The BBC ran an interesting documentary on house building a few weeks back, which you can watch here. As it was a prime time discussion of why we don’t build enough homes I hardly want to complain – but there was an element of received wisdom to it which did annoy me slightly.
While it did explain the central problem of land in house building (and how land is different to other commodities) and why the volume builders’ model will struggle to ever meet housing need – it fell into the common trap of idolising one bit of the past: the 1930s.
The programme told us that in that decade small private builders were free from all planning restrictions to build high quality, spacious family homes for everyone. It was a time when the middle classes were unshackled from rented housing to own their homes. It was freedom personified and everyone loved it.
Of course, many commentators idolise the house building programmes of late 1940s or 1950s, depending on their political allegiance. But the 30s seems to be the connoisseur’s golden age, a period which can safely be eulogised without fear of contradiction. No doubt this is partly because the 30’s were longer ago, and on the other side of the great psychic rupture of the second world war: few people now have any direct knowledge of the time, and even ‘historical series’ data sets tend to start after 1945. I suspect the decade of the National Government also appeals because – despite the intense political controversies of the time – it is not claimed by either left or right as part of their political identity.
There is much to look back on with envy. The 1930s was the undisputed high water mark of housebuilding, with private firms alone building over 250,000 homes per year in England. By 1939, one in three households lived in a home less than 21 years old.
(Tom Chance’s graph, combining two not-entirely comparable sources: like I said, the data sets break with the war)

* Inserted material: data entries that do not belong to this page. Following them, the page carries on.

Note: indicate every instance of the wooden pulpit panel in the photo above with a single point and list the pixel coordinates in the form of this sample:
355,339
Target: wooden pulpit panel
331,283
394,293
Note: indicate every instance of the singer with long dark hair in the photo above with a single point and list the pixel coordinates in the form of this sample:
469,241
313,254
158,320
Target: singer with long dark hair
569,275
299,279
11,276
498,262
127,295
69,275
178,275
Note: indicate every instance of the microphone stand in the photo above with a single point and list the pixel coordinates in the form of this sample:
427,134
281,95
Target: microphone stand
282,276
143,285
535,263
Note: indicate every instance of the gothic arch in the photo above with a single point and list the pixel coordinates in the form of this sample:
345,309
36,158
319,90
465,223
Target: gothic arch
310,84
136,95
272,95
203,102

So why do I reach for my revolver when I hear the 1930s eulogised? The problem is two-fold. Firstly, there are often some lazy assumptions about what was really going on then. It’s true that the private sector built far more than it does today, and that the national planning system had not been created. But that doesn’t make the 1930s a free market paradise. There was planning – it was just rather patchy and inconsistent. And the public sector played a huge role, building more than 50,000 homes a year. In fact, it was public investment in new council housing following Lloyd George’s ‘homes fit for heroes’ campaign after WW1 and Addison’s Housing Act 1919 that kick started the interwar construction boom, and then sustained it.

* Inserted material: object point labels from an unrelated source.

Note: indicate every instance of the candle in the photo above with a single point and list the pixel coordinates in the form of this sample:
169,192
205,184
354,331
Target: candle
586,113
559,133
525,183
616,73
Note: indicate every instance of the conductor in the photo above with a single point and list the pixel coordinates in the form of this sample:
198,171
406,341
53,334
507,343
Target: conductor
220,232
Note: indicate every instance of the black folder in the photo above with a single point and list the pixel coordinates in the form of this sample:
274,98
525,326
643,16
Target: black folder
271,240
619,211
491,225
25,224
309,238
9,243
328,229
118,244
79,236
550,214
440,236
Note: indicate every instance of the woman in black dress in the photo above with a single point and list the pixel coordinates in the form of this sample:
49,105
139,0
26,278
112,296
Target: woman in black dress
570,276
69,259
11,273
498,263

And as Brian Greene points out, market conditions were radically different then: there was a huge amount of capital saved up in building societies while international capital movements were heavily restricted. Millions of people who had grown up in private rented homes, often a family to a room, were keen to use that cash to buy a home for the first time – and there was little or no chance international investment money would beat them to it. As a result, single-earner families could buy a family home with a mortgage of three times an ordinary worker’s salary. This is not a situation you can readily compare to today, to put it mildly.

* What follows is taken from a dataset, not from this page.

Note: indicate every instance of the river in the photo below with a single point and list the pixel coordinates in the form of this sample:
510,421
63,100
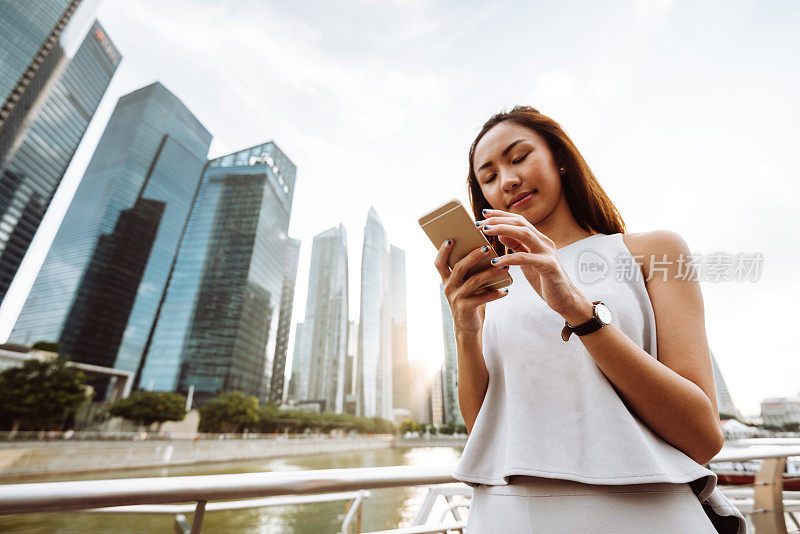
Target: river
385,509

Secondly, yearning for the 1930s ignores how utterly unrepeatable they were. London, Birmingham and many other cities more than doubled their footprint in that decade. Much of the growth was in low density suburbs enabled by the rise of the automobile, and which now present a serious challenge to economic and environmental sustainability. It was precisely in reaction to this sprawling of our cities that the 1947 planning system was created. That bête noir of frustrated liberalisers today – the Green Belt – was designed to prevent our cities doubling or tripling every decade, for the good of the cities themselves as much as to preserve the countryside.
The lesson I want us to learn from the 1930s is that we can build far more homes than we do now, by supporting a mixed economy of public and private investment. But we can’t do so by simply spreading our cities out in every direction and expecting everyone to drive great distances to get anywhere. We learned the importance of intelligent planning from the 1930s. Let’s not forget it now.